Malaria has been identified as one of the most common causes of morbidity and mortality in individuals with sickle cell disease. Although malaria infection with Plasmodium falciparum is less prevalent in sickle cell disease than in normal individuals, the consequences of an infection are severe. It is a frequent precipitating cause of crisis (haemolytic, sequestration and infarctive) and a common cause of death in both Hb-SS and Hb-SC disease. Consequently, 'sicklers' are placed on malaria chemoprophylaxis on a lifetime basis. The current practice is to place all affected individuals on a daily dose of between 50mg and 200mg of proguanil (depending on the patient's age). Proguanil-resistant strains of P. falciparum had been identified in Nigeria as far back as 1949. In a study conducted in 1953, it was observed that of 435 non-immune individuals living in Nigeria treated for malaria, 74% had been on proguanil prophylaxis, thus suggesting some degree of inadequate prophylactic coverage by proguanil at the applied dose level (100 to 200mg daily).
Despite these earlier observations, no recent attempt has been made to reassess the efficacy of proguanil in malaria chemoprophylaxis in Nigeria; neither has the impact of a daily regimen on compliance been evaluated. The long-term use of chemoprophylaxis by sicklers invariably confers loss of immunity to malaria; hence, the consequence of non-compliance can be as grave as acute severe P. falciparum infection and haemolysis. In addition, despite the long-term use of malaria chemoprophylaxis in the management of sickle cell anaemia, no study has been conducted to evaluate the effectiveness of the current prophylactic regimen in sicklers. In a paper published in 1992, it was observed that malaria parasitaemia was present in 9% of children with sickle cell anaemia presenting to the emergency roomof the University of Benin Teaching Hospital with an acute episode of fever;[10] it was not clear, however, whether these children were on chemoprophylaxis or not.

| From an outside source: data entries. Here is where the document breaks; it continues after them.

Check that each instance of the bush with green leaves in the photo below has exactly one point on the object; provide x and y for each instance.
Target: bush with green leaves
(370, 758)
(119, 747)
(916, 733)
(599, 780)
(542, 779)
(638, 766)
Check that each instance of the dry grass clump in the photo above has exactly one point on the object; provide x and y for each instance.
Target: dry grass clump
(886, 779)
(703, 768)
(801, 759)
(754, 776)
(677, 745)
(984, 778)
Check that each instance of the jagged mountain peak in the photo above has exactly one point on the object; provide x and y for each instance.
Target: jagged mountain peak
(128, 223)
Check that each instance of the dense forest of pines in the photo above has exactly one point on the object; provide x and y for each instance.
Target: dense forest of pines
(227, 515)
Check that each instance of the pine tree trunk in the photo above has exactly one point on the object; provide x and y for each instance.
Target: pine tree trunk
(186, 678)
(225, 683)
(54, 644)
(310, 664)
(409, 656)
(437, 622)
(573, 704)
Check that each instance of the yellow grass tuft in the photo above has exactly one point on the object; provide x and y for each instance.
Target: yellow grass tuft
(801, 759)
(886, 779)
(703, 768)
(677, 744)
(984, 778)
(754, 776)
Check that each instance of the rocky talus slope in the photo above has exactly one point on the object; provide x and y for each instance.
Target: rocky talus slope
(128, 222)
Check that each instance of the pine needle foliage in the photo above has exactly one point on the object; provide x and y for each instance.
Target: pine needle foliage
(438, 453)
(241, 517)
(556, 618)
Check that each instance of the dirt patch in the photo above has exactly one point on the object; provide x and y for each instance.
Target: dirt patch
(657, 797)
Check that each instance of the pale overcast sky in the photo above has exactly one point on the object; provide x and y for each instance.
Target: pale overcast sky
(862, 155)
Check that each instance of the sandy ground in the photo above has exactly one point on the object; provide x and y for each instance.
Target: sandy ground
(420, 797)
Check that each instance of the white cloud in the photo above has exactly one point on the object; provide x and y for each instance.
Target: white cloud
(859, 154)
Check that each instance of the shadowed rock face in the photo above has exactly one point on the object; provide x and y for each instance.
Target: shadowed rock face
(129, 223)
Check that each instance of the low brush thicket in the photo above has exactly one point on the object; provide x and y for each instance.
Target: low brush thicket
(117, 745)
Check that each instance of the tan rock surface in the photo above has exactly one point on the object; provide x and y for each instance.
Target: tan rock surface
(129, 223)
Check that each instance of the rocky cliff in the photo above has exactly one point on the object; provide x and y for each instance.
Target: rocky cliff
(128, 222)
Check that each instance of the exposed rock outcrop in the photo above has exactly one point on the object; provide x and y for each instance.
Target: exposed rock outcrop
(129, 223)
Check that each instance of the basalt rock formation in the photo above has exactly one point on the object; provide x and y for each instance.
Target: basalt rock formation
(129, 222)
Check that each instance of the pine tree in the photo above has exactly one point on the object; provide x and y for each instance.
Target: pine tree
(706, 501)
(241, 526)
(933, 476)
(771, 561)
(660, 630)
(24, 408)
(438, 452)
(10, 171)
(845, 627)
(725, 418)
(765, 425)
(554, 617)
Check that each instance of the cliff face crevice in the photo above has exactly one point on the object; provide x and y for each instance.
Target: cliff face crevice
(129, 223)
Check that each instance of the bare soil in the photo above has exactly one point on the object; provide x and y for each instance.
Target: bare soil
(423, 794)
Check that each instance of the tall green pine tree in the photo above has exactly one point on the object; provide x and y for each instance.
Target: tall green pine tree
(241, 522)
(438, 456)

The prophylactic efficacy of mefloquine in malaria has been established in various studies both in Nigeria and elsewhere, and these studies were conducted in both children and adult healthy volunteers. However, there is currently no known clinical experience with mefloquine prophylaxis in individuals with sickle cell anaemia, despite recent documentation of the efficacy of the drug in other special risk groups such as pregnant women.
This study was therefore planned to evaluate the efficacy and tolerability of a prophylactic once-daily treatment with proguanil in comparison with a once-weekly prophylactic treatment with mefloquine in Nigerian children and adults with sickle cell anaemia.